FY 2022 Pilot Program for Transit-Oriented Development (TOD) Planning

Due Date
Where the Opportunity is Offered
All of California
Eligible Applicant
Additional Eligibility Information
The Federal Transit Administration (FTA) announces the opportunity to apply for $13 million in Fiscal Year (FY) 2022 funding. Any comprehensive or site specific planning work proposed for funding under this program must be associated with an eligible transit capital project, namely a new fixed guideway project or a core capacity improvement project as defined in Section 5309(a) of title 49, United States Code. These statutory definitions are also provided in section (C)(3)(i) of the notice of funding opportunity (NOFO). Projects are not required to be within the Capital Investment Grants Program. Applicants and eventual grant recipients under this program must be existing FTA grantees as of the publication date of the NOFO. A proposer must either be the project sponsor of an eligible transit capital project as defined above or an entity with land use planning authority in an eligible transit capital project corridor. Evidence of a partnership between these two types of entity will be required unless the applicant has both responsibilities. Please refer to the NOFO for further information.

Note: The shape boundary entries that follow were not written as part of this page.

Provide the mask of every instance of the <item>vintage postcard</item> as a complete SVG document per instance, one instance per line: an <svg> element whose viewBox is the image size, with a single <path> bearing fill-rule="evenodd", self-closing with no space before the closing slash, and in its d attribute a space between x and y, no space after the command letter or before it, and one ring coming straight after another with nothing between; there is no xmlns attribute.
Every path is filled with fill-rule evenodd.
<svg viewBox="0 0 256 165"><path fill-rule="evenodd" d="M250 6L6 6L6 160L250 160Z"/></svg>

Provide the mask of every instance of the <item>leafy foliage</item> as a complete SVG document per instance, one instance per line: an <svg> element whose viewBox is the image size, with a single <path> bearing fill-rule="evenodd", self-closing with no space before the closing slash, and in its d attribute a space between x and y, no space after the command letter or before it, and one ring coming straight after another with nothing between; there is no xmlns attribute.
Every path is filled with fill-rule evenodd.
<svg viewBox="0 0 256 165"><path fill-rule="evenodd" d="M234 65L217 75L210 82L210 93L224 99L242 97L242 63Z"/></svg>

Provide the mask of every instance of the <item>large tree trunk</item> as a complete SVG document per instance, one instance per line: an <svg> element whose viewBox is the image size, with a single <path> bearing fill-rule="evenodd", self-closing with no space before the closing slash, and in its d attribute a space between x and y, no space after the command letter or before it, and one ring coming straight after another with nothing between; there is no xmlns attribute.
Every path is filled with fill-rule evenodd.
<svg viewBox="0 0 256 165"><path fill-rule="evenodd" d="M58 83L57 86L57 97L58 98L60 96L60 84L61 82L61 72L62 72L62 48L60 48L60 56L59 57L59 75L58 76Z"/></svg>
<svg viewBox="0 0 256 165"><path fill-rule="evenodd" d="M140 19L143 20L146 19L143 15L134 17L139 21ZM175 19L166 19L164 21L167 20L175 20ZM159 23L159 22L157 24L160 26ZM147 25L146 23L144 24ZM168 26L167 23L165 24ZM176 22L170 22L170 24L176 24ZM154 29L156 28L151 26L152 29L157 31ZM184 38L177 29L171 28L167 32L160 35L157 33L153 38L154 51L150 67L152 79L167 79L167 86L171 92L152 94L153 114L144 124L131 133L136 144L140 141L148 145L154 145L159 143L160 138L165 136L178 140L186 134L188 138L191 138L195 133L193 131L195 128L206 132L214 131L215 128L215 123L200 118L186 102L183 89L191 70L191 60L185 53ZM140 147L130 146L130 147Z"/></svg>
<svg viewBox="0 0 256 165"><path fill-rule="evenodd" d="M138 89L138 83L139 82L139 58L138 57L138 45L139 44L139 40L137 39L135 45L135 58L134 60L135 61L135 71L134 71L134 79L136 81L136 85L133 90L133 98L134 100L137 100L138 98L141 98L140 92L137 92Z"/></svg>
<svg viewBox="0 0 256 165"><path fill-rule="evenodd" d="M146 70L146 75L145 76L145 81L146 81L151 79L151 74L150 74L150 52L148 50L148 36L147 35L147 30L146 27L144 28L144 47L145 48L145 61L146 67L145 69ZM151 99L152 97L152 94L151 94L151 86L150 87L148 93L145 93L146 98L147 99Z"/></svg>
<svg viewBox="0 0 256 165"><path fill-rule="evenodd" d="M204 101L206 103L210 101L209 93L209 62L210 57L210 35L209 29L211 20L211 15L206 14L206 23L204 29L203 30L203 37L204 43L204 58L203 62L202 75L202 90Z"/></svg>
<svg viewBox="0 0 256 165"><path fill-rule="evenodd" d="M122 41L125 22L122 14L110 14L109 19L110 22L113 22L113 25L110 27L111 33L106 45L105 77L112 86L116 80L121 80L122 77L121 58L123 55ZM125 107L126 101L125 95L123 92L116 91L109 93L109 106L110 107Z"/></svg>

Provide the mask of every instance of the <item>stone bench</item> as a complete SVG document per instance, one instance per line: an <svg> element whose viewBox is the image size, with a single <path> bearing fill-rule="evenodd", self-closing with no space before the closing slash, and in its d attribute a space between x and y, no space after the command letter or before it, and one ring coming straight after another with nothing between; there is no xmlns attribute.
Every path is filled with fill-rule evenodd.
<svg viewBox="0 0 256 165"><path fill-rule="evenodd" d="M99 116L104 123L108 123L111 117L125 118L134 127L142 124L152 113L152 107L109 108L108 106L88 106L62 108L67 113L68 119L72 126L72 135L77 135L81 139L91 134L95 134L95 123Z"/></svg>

Only one application per transit capital project corridor may be submitted to FTA. Multiple applications submitted for a single transit capital project corridor indicate to FTA that partnerships are not in place and FTA will reject all of the applications.
Contact
April McLean-McCoy
Description

The Pilot Program for TOD Planning helps support FTA’s mission of improving public transportation for America’s communities by providing funding to local communities to integrate land use and transportation planning around a new fixed guideway or core capacity improvement project. Per statute, any comprehensive or site specific planning funded through the program must examine ways to improve economic development and ridership, foster multimodal connectivity and accessibility, improve transit access for pedestrian and bicycle traffic, engage the private sector, identify infrastructure needs, and enable mixed-use development near transit stations.